Wat is een kroonklep?
Een kroonklep - ook wel een afsluiter genoemd - is een essentieel onderdeel van een industrieel stoomketelsysteem dat wordt gebruikt om stoom onder druk in een ketel te regelen en langzaam af te voeren. Het kan ook worden gebruikt om de stoom uit de ketel te laten ontsnappen en het leidingsysteem binnen te laten, waardoor warmte, energie of andere stoomfuncties worden geleverd. Deze ketelsystemen zijn meestal te groot om overal maar in een industriële fabriek te worden gebruikt. De kroonklep dankt zijn naam aan de locatie van de klep op de ketel - direct aan de bovenkant, of de kroon, van de ketelunit.
Kroonkleppen worden ook gebruikt als veiligheidsmaatregelen voor ketelsystemen omdat ze regelaars hebben die de ontsnapping van overdruk mogelijk maken die kan opbouwen als een te lange periode verstrijkt tussen de klep die wordt geopend en gesloten. De kroonklep heeft indicatoren waarmee de ketelloperator onmiddellijk kan vaststellen of de klep open is. De regelaars zorgen er ook voor dat de status van de ketelwerking zichtbaar is vanaf elk uitkijkpunt. Dit type kleppen worden niet beschouwd als kleppen met continue vrijgave of kleppen met geregelde vrijgave, aangezien kroonkleppen ofwel volledig of goed gesloten moeten worden geopend.
De eerste kroonkleppen werden typisch vervaardigd uit gietijzer, waardoor ze zeer zwaar en vaak onbetrouwbaar zijn. Het gietijzer zou onder zware druk binden, waardoor het ventiel zeer moeilijk te openen was wanneer er zich druk had opgebouwd. Nadat stalen en bronzen kroonkleppen de standaard werden voor instellingen waar de keteleenheden hogere stoomdrukken produceerden, werd de introductie van stalen en aluminium kroonkleppen al snel de standaard bij vele industriële methoden voor kroonklepproductie.

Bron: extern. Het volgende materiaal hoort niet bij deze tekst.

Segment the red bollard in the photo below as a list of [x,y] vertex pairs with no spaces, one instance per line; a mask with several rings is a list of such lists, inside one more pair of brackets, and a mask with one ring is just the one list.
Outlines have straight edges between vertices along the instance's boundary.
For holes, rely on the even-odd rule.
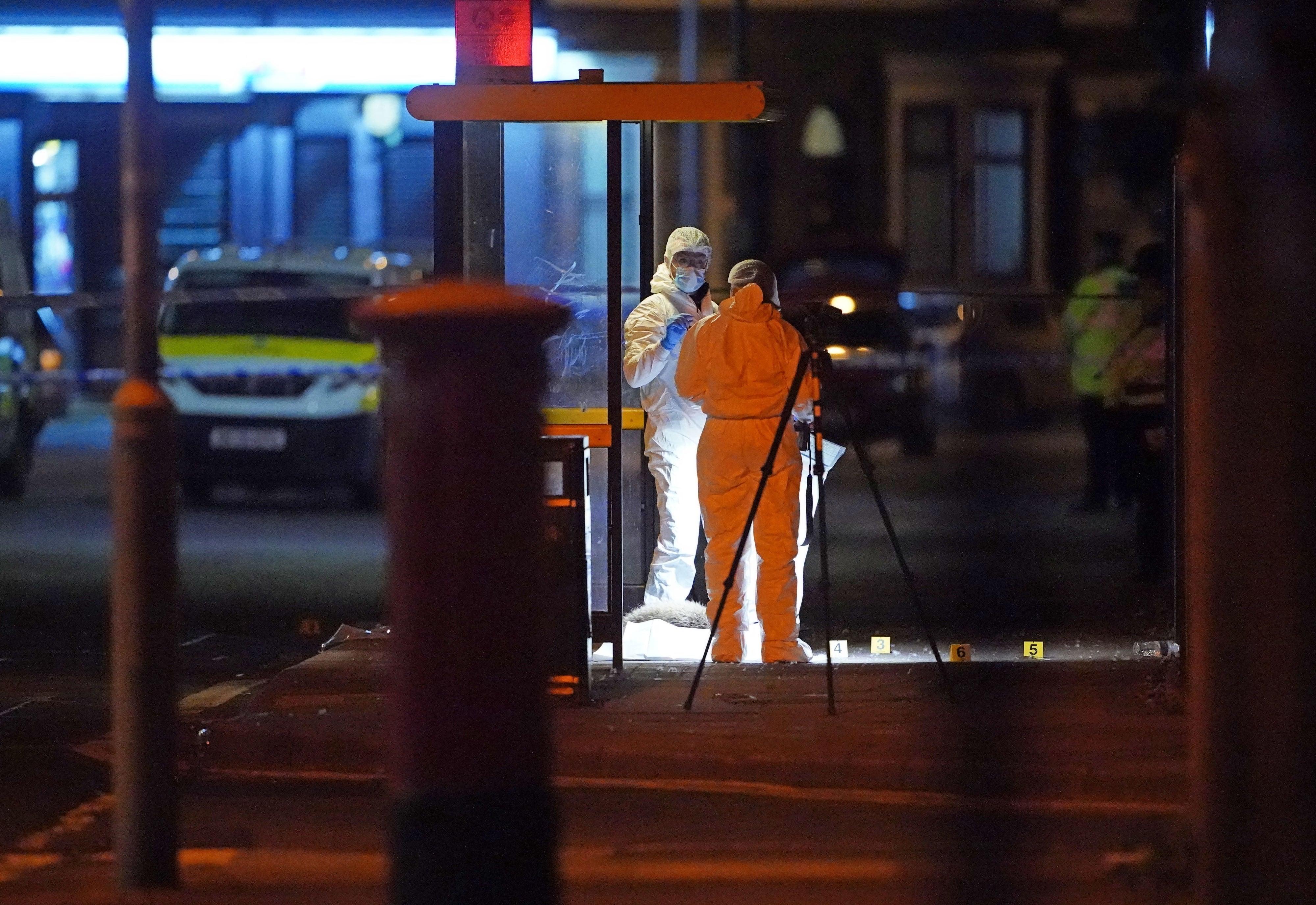
[[567,313],[440,283],[355,314],[386,363],[391,900],[555,902],[540,397]]

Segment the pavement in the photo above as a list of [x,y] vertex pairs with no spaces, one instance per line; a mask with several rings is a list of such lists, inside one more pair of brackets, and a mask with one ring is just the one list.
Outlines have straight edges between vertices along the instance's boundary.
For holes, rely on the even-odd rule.
[[[387,641],[184,700],[182,891],[113,887],[109,796],[0,901],[380,902]],[[496,664],[491,663],[491,668]],[[600,667],[554,710],[566,902],[1186,898],[1174,660]],[[108,756],[108,739],[82,756]]]

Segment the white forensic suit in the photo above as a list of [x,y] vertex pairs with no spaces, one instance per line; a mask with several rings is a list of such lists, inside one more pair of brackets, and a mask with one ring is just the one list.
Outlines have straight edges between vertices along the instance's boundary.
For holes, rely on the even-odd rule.
[[[701,250],[707,254],[708,237],[691,226],[683,226],[671,234],[666,259],[658,264],[650,283],[653,295],[630,312],[624,331],[626,349],[621,358],[621,371],[626,383],[640,391],[640,403],[649,414],[645,425],[645,455],[658,487],[658,542],[645,584],[646,605],[686,600],[695,580],[695,549],[699,545],[695,450],[704,429],[704,413],[697,403],[683,399],[676,392],[680,346],[674,350],[662,346],[669,326],[682,314],[697,321],[713,310],[707,287],[704,304],[700,306],[676,285],[670,262],[674,254],[684,250]],[[691,288],[697,291],[700,287]]]
[[[697,462],[699,504],[708,535],[704,574],[709,621],[717,613],[736,545],[801,354],[804,339],[763,300],[757,283],[741,288],[716,314],[696,324],[682,347],[676,388],[682,396],[697,400],[708,416],[699,439]],[[808,417],[817,392],[816,379],[805,374],[797,393],[796,417]],[[800,641],[796,613],[799,527],[800,449],[788,429],[753,529],[765,663],[805,663],[811,655]],[[713,638],[713,659],[719,662],[740,662],[745,654],[749,613],[745,570],[738,572]]]

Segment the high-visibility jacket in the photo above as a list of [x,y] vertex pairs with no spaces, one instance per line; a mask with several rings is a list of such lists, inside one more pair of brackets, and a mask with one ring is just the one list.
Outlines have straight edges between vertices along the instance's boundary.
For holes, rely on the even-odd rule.
[[1138,329],[1137,280],[1123,267],[1088,274],[1074,287],[1065,308],[1070,347],[1070,380],[1079,396],[1104,396],[1103,374],[1115,351]]
[[1165,330],[1144,326],[1111,356],[1104,374],[1105,404],[1165,405]]

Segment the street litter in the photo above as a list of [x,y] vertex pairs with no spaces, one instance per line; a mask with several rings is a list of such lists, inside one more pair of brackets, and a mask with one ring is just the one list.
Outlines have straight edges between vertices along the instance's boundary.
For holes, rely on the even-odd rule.
[[362,638],[388,638],[393,633],[387,625],[376,625],[370,629],[358,629],[354,625],[347,625],[343,622],[338,626],[338,630],[325,643],[320,645],[320,650],[326,651],[330,647],[337,647],[338,645],[347,641],[361,641]]

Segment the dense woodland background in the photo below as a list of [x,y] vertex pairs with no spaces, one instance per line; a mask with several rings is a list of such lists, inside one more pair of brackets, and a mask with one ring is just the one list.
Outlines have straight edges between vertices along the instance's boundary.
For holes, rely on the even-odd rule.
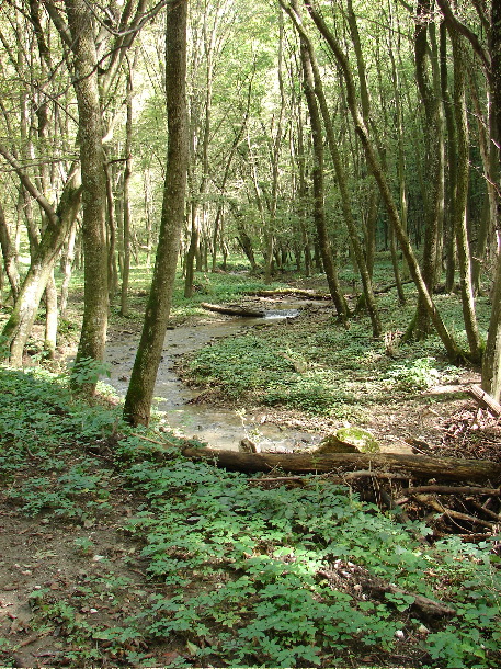
[[0,0],[0,664],[499,666],[501,3]]
[[[341,320],[338,269],[351,262],[375,337],[374,258],[388,250],[400,301],[408,276],[418,287],[406,339],[434,328],[452,361],[483,356],[483,389],[499,398],[497,11],[482,0],[3,2],[10,362],[21,364],[42,298],[54,354],[82,263],[77,362],[100,361],[109,301],[126,315],[130,263],[157,258],[126,402],[144,422],[178,250],[187,297],[195,269],[225,269],[238,250],[266,282],[324,272]],[[444,324],[437,290],[457,292],[467,342]],[[494,306],[487,347],[482,290]]]

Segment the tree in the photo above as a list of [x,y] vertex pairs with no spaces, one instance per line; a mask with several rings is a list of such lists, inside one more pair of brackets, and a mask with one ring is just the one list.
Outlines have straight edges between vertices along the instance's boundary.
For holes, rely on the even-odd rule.
[[141,338],[130,375],[124,417],[132,424],[148,424],[155,381],[160,364],[172,299],[179,242],[184,218],[187,171],[186,118],[187,2],[169,8],[166,27],[166,99],[168,151],[160,236]]

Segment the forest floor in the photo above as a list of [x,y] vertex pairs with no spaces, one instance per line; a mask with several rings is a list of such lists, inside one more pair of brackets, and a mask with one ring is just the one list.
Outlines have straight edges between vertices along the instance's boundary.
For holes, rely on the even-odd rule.
[[[304,283],[300,287],[323,288],[318,284],[305,286]],[[244,306],[265,304],[266,308],[276,308],[283,299],[242,296],[238,302]],[[236,334],[243,338],[250,336],[253,341],[262,340],[267,347],[270,337],[273,341],[288,338],[287,341],[291,342],[301,339],[305,332],[315,334],[324,331],[332,318],[332,309],[328,304],[315,302],[303,308],[296,319],[265,325],[242,325],[243,329],[239,327]],[[187,330],[207,322],[228,320],[231,318],[203,313],[180,318],[177,327]],[[136,336],[139,325],[139,321],[129,321],[128,333]],[[123,329],[123,322],[112,322],[110,339],[119,339]],[[348,331],[346,334],[349,336]],[[216,339],[212,343],[217,345],[218,341],[219,339]],[[65,354],[67,353],[68,350],[65,351]],[[310,365],[308,355],[308,351],[304,351],[300,360],[306,360],[306,364]],[[373,360],[372,364],[394,364],[396,360],[403,361],[405,358],[398,349],[392,348],[391,342],[387,342],[386,351],[382,350],[377,355],[379,359]],[[329,364],[332,365],[332,360],[335,359],[342,366],[345,362],[343,351],[339,351],[338,356],[331,359]],[[297,360],[299,358],[296,356],[296,362]],[[356,424],[369,429],[383,451],[501,462],[500,421],[479,409],[475,400],[466,394],[467,386],[479,381],[477,370],[458,370],[452,379],[451,375],[445,375],[445,383],[437,375],[434,379],[436,383],[433,383],[432,378],[431,383],[425,384],[425,388],[410,388],[401,383],[400,386],[387,389],[386,400],[382,401],[380,394],[371,398],[371,368],[365,368],[361,387],[353,390],[355,399],[360,396],[358,393],[366,395],[367,401],[364,402],[363,410],[354,411],[350,405],[350,411],[346,413],[340,411],[332,416],[321,411],[301,410],[300,405],[284,407],[280,402],[262,404],[263,390],[259,387],[251,389],[250,394],[228,396],[220,386],[210,382],[204,385],[200,376],[196,377],[196,374],[190,371],[189,359],[177,360],[177,374],[194,388],[191,399],[193,406],[206,406],[209,410],[223,407],[239,416],[242,416],[244,409],[247,433],[258,441],[264,439],[260,430],[264,430],[266,424],[273,424],[285,433],[301,430],[314,435],[326,434],[343,424]],[[405,370],[406,373],[408,371]],[[357,370],[353,367],[344,368],[342,378],[346,378],[346,375],[356,376],[355,372]],[[115,370],[114,374],[116,378],[122,376],[123,382],[126,382],[122,370]],[[407,376],[403,381],[406,379]],[[112,404],[116,404],[116,400],[113,399]],[[158,439],[161,441],[166,422],[162,423],[160,419],[159,423],[161,428]],[[208,653],[207,648],[214,644],[214,631],[207,631],[205,636],[200,632],[192,634],[187,623],[184,631],[174,630],[171,634],[159,634],[156,638],[151,634],[140,634],[140,622],[136,619],[134,624],[127,623],[141,609],[152,606],[159,594],[164,592],[164,586],[161,580],[151,578],[149,562],[141,553],[145,540],[136,536],[128,528],[130,519],[140,514],[145,508],[146,497],[143,491],[132,489],[122,473],[111,467],[113,439],[90,440],[86,446],[76,444],[75,450],[61,456],[62,464],[53,465],[52,470],[47,470],[44,453],[36,452],[34,447],[32,451],[30,445],[25,444],[25,462],[13,474],[8,470],[8,485],[0,485],[0,665],[236,666],[227,659],[218,659],[217,653],[213,656]],[[144,441],[148,443],[148,439],[151,440],[151,436],[145,436]],[[238,443],[237,436],[235,442]],[[91,469],[113,469],[113,473],[106,474],[106,483],[100,483],[106,486],[105,502],[99,490],[93,490],[92,485],[86,488],[87,484],[82,484],[84,495],[93,500],[93,513],[80,517],[76,514],[73,518],[69,513],[69,517],[65,517],[58,509],[58,503],[62,502],[53,501],[45,506],[41,502],[38,508],[38,502],[33,501],[32,518],[26,517],[26,499],[30,506],[30,499],[36,497],[36,480],[42,476],[41,472],[44,472],[48,481],[54,481],[55,487],[56,481],[57,485],[60,484],[61,474],[67,474],[71,484],[71,477],[77,476],[75,470],[81,466],[82,449],[87,451],[88,457],[93,458]],[[83,476],[88,475],[86,469]],[[20,490],[23,492],[19,494]],[[21,500],[24,508],[20,506]],[[192,514],[197,517],[197,510]],[[401,624],[403,628],[407,623]],[[116,628],[121,632],[114,635],[113,631]],[[402,638],[397,638],[386,650],[384,644],[358,648],[352,646],[349,651],[340,653],[340,657],[344,658],[343,665],[339,664],[339,658],[338,664],[331,664],[333,656],[327,655],[320,656],[318,664],[296,658],[297,664],[287,666],[431,666],[433,660],[423,651],[423,638],[428,633],[429,630],[421,621],[420,627],[415,627],[411,634],[407,631],[402,633]],[[216,647],[216,644],[214,646]],[[203,660],[200,659],[201,654]],[[272,664],[266,665],[263,657],[265,656],[257,653],[255,666],[286,666],[286,660],[280,664],[276,657]],[[454,666],[451,659],[447,659],[449,664],[440,665],[440,655],[434,661],[434,666]],[[240,660],[238,666],[249,666],[249,662]],[[489,665],[479,660],[477,665],[462,666]]]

Wanneer een ketelloperator de taak uitvoert om de kroonklep van een keteleenheid te openen of te sluiten, moet de bediener er rekening mee houden dat hij voorzichtig is en de klep langzaam en opzettelijk opent of sluit. Als u dit niet doet, kan dit waterhamering veroorzaken, wat optreedt wanneer een hoge hoeveelheid stoomdruk te snel uit de ketel wordt gehaald en de verbindingen in het leidingsysteem "raakt". Als de keteleenheid te snel door de kroonklep wordt gesloten, kan een plotselinge verhoging van de keteldruk optreden, wat de fittingen in het ketelsysteem kan beschadigen. Meestal wordt een secundaire klep in veel hogedruksystemen ingebouwd om een van deze omstandigheden te voorkomen.